The (Sad) Demise of Judgement by Media

May 12, 2010 | Written by simonbaptist

I recently visited Toronto for the first time in eight years and got the chance to spend some time with an old friend at his house.  Eventually, I perused his main media collections:  Books, CD, DVD and Games and this helped me understand how his taste has developed since we last saw each other and gave us a springboard for shared experiences. 

 

This browsing and judging as it were reminded me that this is actually a very common nature and in many ways it’s helped us over the years understand if we’re generally going to like someone or not.  If the CD collection had more Kenny G over Miles Davis, you knew it was time to call time and make your departure fairly swiftly.

 

Heck, even the organisation of media was a big thing.  Did you do A-Z by Author, Chaos Theory, or Dewey Decimal. 

 

Actually, a rival in winning my fair wife’s hand lost significant points for his incessant and rather gruff need to re-order her book collection A-Z by Title!

 

Anyway, this all had me think that actually the demise of physical media is going to have an everlasting impact on this behaviour and I for one am very sad it won’t be long before I will be able to walk into someone’s house, look at shelves and judge that person!

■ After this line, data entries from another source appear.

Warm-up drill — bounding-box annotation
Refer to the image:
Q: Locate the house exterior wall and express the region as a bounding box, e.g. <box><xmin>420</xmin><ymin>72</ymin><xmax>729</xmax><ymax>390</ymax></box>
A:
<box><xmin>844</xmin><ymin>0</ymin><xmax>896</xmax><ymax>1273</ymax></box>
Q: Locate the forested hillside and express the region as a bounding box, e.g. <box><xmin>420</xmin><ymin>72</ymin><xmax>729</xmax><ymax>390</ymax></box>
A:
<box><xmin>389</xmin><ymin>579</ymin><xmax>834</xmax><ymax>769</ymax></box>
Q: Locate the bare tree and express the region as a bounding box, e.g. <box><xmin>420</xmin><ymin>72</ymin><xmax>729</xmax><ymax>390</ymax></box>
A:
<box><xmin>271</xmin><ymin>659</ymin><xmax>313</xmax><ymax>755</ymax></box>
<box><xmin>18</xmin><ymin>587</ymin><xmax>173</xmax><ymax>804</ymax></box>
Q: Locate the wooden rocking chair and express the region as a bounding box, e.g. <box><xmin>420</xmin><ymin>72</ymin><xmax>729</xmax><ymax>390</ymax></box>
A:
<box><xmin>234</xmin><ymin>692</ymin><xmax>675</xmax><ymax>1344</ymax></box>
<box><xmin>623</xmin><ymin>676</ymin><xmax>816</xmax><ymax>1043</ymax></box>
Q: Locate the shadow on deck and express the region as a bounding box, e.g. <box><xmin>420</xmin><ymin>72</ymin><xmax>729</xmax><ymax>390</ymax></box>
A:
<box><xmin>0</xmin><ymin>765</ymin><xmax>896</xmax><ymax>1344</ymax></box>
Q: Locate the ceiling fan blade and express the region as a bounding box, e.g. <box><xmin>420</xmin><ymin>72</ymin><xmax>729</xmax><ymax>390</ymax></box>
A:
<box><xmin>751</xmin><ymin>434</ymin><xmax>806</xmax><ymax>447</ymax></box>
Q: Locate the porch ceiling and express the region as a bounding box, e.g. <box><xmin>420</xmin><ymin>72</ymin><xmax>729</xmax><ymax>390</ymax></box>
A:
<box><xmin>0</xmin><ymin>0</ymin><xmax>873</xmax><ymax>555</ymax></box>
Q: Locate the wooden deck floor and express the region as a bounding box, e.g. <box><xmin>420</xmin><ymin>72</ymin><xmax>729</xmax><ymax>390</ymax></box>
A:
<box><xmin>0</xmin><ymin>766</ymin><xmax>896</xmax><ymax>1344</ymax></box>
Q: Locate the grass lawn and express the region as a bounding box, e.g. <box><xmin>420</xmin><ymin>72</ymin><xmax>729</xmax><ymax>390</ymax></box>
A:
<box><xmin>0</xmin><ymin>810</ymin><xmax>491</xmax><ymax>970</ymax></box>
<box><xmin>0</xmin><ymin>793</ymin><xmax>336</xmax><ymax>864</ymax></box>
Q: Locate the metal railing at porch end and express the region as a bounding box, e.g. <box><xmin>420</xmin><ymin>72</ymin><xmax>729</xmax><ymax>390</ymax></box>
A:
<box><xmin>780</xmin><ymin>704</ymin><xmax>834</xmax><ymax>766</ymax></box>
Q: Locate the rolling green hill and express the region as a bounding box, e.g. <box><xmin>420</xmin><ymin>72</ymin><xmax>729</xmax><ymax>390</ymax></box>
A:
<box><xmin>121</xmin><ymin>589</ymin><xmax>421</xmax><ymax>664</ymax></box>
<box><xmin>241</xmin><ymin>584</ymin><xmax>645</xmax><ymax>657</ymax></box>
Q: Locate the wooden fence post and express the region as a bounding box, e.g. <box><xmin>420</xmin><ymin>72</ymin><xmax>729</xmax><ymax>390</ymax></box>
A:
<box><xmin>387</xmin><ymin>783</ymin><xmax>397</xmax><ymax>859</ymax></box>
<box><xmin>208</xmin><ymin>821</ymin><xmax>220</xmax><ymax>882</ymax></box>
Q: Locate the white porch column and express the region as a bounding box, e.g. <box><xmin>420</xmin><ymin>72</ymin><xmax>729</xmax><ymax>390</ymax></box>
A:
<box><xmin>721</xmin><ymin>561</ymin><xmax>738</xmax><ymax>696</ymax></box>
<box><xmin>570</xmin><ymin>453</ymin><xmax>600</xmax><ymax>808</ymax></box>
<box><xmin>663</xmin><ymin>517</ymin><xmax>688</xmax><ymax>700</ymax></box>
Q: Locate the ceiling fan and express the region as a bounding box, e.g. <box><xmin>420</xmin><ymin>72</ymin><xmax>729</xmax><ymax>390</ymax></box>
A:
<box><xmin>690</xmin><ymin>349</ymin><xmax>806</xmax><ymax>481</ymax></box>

Posted via email from Simon Baptist’s Posterous

The Dis-loyalty Card – an Innovative Approach to Customer Relationship

May 7, 2010 | Written by simonbaptist

I was recently having a coffee at Dose Espresso, one of the leading lights of the new wave London coffee scene, when I was given a disloyalty card.

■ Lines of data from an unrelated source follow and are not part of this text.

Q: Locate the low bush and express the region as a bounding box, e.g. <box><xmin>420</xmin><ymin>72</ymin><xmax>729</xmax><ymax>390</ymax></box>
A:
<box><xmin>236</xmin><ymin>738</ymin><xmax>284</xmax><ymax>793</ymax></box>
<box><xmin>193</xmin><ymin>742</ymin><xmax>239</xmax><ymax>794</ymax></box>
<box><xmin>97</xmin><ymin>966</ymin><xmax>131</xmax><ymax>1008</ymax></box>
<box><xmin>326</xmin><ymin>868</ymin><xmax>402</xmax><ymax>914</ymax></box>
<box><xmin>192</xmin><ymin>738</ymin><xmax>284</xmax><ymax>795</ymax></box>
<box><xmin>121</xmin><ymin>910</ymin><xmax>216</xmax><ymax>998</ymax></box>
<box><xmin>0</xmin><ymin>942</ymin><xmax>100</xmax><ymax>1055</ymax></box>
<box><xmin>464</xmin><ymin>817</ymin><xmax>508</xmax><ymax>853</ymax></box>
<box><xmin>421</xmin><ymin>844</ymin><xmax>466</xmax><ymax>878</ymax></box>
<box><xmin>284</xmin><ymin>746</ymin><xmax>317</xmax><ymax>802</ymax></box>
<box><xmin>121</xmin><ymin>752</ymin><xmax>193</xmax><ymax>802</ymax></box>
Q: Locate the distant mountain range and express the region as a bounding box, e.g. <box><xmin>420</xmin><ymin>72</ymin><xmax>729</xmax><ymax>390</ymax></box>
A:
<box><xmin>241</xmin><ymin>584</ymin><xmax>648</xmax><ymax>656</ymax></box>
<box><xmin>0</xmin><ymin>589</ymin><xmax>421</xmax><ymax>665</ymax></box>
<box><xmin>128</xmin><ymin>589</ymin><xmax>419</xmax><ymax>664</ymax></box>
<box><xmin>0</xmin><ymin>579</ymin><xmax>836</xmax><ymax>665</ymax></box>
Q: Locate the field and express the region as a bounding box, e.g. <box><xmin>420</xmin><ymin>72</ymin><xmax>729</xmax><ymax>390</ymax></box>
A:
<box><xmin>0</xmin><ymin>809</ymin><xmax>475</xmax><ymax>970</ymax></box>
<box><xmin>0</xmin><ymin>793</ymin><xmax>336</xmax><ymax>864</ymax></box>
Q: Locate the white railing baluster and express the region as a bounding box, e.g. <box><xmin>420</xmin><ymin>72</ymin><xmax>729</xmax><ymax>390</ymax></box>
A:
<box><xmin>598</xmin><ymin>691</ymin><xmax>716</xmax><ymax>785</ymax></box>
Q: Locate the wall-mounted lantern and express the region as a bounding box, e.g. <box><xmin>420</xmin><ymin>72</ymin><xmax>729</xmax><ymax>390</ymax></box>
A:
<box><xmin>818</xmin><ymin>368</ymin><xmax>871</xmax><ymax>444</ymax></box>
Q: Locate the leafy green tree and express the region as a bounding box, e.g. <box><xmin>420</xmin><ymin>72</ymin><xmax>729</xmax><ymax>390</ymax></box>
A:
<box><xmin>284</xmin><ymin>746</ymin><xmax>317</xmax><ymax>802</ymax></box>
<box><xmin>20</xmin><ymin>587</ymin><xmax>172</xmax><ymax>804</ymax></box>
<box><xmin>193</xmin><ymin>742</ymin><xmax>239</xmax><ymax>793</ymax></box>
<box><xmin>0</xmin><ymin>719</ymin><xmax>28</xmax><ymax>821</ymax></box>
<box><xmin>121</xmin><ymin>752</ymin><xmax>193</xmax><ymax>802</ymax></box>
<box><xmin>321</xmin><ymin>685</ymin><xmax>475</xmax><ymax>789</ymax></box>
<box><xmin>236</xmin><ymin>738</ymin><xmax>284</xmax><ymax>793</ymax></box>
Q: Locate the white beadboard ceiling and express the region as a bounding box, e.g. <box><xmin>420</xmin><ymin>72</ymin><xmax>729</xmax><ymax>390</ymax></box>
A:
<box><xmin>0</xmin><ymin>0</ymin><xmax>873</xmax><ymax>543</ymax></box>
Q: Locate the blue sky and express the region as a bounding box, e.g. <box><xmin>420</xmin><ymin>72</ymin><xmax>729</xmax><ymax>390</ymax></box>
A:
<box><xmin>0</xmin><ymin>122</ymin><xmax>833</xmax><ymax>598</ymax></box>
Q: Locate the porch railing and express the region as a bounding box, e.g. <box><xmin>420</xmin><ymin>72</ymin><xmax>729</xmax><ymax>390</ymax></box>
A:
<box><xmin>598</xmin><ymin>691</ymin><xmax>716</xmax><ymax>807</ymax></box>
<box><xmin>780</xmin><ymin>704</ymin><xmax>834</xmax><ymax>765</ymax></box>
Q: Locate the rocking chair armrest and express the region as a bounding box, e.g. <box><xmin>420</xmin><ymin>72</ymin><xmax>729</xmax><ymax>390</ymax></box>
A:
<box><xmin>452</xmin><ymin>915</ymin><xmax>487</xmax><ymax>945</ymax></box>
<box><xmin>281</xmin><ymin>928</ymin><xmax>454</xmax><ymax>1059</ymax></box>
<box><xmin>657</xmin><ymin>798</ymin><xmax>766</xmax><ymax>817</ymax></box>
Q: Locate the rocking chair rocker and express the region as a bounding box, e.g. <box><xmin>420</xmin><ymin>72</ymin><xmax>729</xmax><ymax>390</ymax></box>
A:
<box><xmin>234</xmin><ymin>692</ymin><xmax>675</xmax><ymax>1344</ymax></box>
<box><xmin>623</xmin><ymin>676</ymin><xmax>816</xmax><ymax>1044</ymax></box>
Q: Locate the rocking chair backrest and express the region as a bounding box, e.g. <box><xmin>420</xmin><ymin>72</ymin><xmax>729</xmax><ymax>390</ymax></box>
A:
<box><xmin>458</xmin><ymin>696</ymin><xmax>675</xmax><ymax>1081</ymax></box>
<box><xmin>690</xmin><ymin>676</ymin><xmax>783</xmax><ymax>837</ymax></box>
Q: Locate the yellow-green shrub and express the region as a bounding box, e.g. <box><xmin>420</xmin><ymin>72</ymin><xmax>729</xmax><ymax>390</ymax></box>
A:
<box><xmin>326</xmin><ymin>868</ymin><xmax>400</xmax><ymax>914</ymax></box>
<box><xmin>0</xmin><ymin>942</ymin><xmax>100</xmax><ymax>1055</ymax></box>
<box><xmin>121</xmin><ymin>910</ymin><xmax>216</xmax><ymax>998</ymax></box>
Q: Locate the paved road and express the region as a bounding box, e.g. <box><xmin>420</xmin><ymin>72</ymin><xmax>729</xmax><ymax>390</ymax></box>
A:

A number of the leading lights have come together to create something quite cool.

Get a coffee from each of the places, get a stamp and once complete you can go collect your reward.  A free coffee pulled by Gwilym Davies, the current (2009) World Barista Champion.

I think this is a brilliant innovation and so excited it’s done by the SMBs themselves.  I’ll be looking for other examples but if you have seen some that you like, then let me know.

Here is a video of a group of Norwegians the card in one day:

Here is a map of the locations:


View Larger Map

Not convinced that you can get coffee in London, then click here to read an earlier post about just that.

Posted via email from Simon Baptist’s Posterous

Gaming Mechanics: Badges for Huffington Post

May 7, 2010 | Written by simonbaptist

As part of my ongoing research into Facebook, I recently connected to Huffington Post – as part of the signup I was told that it’s possible for me to earn badges for my engagement levels with the Huffington Post (see image below).

 

This is the first example I have seen of Media taking lessons from Foursquare, et al and using Gaming Mechanics in the form of Badges to drive use.  Please let me know if you have seen other examples.

Posted via email from Simon Baptist’s Posterous

Yellow Pages and Free (Hidden) Pizza

May 7, 2010 | Written by simonbaptist

 Recently, Sensis, the Yellow Pages for Australia, ran an interesting marketing campaign to show the relevancy of the Yellow Pages in the digital age.

In conjunction with a top Melbourne chef they opened a guerrilla/pop-up pizza restaurant for two weeks.  The trick was that the location was supposed to be kept a secret and if you could find it you would get a free pizza.  Or in their words:

Finding the restaurant is easy, just look it up the way you would any other business from April 12 – April 25 and the pizzas are free.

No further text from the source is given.